Years ago when the first Hublot Big Bang came out it was an interesting watch to most people. It had an aggressive military and industrial sensibility to it that so many men enjoyed back then, and still enjoy today. Not everyone is in love with Hublot watches, but most tend to agree that the Big Bang was a solid design. So solid that for a long time Hublot became typecast as a firm making only Big Bang watches. That is until a few years ago when watches like the King Power and others came along to fill in the product line a bit more.
Going back to the Big Bang I thought it would be interesting to explore the “jewelry-ification” of the piece. From the original masculine design to pieces completely covered in diamonds, it is fascinating to see how the core design has held up to being studded in diamonds. The newest diamond-dressed Big Bang watch is called the Hublot Baby Million (though I am not sure what is so “baby” about it). It is a $302,000 priced piece with 28 carats of diamonds on it. Here it is the first shown watch in this article and prompted this discussion. Why? Well because in addition to being almost totally covered in diamonds, the core Hublot Big Bang design is preserved on the dial and case – despite the 891 diamonds all over the timepiece. That wasn’t simple – to make a haute joaillerie Big Bang still look like a Big Bang watch.
A million bucks isn’t the highest amount Hublot has asked for a Big Bang watch. There have been a few such “million” (I am not even sure of the currencies sometimes) Big Bangs up to the 3 million dollar version with a tourbillon. What I like is how each of these is actually set differently with stones. These are also among the few men’s watches with diamonds that I think I could pull off wearing. Of course that statement is almost entirely fantasy because the prices are outrageous, but you get the idea. I tend to think of diamond studded watches as being primarily feminine. Though the right guy (Elton John) call pull it off.
Moving down the article you can see a few Big Bang watches will less and less diamonds down to one of the originals on a rubber strap. The evolution of the watch is interesting and thought-provoking for what is (love it or hate it) an icon of modern luxury sport watches. The Hublot Baby Million is probably a perfect hybrid between the look of the original and the jewelry style that many of these are going for. Hublot does deserve some credit for taking a cool looking 44mm wide watch and making the most out of the design. It remains a piece I admire – though given the extremely wide range of variations Hublot has made, I have no idea which I would wear if I could choose just one.

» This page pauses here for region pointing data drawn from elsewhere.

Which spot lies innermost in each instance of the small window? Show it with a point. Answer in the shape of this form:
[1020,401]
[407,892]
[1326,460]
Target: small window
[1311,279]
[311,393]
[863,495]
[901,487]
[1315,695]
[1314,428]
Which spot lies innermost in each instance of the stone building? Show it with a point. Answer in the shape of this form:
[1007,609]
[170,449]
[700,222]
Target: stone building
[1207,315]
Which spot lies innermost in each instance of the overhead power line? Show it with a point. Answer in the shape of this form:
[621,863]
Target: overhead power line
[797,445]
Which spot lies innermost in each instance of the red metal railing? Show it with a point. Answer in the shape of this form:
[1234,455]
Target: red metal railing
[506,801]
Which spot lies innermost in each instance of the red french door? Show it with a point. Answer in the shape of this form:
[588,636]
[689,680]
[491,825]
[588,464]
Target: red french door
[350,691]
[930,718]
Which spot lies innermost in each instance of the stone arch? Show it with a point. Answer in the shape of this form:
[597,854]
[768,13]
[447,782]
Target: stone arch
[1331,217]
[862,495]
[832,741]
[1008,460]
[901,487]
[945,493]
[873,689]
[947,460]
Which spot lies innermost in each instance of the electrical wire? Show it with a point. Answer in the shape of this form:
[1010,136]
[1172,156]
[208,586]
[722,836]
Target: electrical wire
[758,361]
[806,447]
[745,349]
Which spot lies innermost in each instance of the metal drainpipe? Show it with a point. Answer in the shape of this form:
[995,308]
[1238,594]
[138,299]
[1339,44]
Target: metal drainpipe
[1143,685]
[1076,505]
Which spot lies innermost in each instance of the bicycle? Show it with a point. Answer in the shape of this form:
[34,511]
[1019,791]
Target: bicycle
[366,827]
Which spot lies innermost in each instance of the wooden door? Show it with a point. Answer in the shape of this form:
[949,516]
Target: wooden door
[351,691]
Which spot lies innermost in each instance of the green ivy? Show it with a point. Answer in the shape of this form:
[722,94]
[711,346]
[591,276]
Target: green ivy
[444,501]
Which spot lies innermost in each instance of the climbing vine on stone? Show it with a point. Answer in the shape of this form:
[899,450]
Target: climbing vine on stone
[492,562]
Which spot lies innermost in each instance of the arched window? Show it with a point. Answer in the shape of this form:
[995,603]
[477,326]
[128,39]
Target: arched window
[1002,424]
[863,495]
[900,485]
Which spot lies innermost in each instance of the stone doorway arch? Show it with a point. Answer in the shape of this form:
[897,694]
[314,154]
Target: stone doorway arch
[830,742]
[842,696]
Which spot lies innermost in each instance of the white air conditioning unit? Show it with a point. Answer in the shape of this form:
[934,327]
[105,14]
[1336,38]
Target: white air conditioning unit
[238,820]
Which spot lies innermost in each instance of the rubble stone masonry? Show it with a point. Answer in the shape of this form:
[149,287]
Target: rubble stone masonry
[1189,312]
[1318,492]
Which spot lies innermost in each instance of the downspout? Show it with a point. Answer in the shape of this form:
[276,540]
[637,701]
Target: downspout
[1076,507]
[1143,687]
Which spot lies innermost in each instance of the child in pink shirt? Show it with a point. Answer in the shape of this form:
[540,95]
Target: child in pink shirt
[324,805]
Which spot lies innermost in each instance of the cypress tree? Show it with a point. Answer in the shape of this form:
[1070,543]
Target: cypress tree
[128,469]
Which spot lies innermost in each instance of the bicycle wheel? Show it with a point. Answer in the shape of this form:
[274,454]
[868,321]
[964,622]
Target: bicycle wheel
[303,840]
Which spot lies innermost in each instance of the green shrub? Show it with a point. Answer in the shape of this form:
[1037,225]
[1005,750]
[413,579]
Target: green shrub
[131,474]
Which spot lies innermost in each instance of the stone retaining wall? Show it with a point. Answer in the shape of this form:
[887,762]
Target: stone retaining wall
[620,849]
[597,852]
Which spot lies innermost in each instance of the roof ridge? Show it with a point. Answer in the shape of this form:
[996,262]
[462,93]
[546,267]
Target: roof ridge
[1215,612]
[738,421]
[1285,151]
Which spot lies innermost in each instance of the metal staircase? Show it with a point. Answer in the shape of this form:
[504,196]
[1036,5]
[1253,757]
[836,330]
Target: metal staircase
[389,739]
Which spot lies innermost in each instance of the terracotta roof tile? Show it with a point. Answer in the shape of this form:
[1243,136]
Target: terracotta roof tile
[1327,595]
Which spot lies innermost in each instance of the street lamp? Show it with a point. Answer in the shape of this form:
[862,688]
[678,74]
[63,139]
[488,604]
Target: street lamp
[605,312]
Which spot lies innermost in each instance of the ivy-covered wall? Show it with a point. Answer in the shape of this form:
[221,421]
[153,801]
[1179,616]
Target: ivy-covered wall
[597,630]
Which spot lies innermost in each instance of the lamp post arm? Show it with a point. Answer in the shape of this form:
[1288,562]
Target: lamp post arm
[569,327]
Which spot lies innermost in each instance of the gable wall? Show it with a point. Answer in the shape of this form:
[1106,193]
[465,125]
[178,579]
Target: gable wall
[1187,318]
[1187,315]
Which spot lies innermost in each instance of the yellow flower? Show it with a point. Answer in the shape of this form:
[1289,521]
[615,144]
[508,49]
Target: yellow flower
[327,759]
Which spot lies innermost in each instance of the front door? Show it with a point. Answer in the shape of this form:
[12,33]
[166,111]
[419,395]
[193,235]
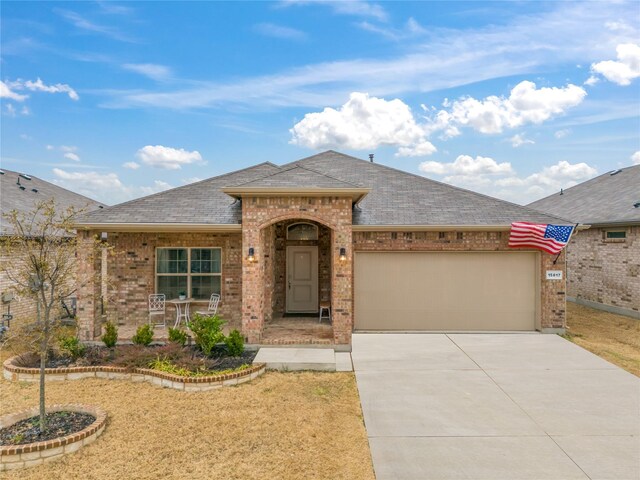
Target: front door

The luxury watch market needs diamonds. Hublot sort of never had a choice when it came to putting diamonds on the Big Bang. I always thought it was sort of silly when a nice sport watch was suddenly available with diamonds. Years before Hublot ever did this it was brands like Rolex and Omega that made it clear how necessary it was. Why? Well because there are finicky luxury lovers who simply won’t wear anything else. It might seems hard to believe for some people, but I have met plenty of watch collector’s who have said “nice watch, but does it come in gold with diamonds? I don’t wear anything else.” The first few times I heard this it was surprising, but it is a fact. For me, I have no prejudice against a nice steel timepiece. I actually have some prejudice against sport watches slathered in precious materials, but the best of them are important parts of the watch universe.
With large budgets and healthy desire to play with design and precious materials, I think we are no where near the end of the diamond-covered Big Bang. Though it is good to know what is underneath all the stones.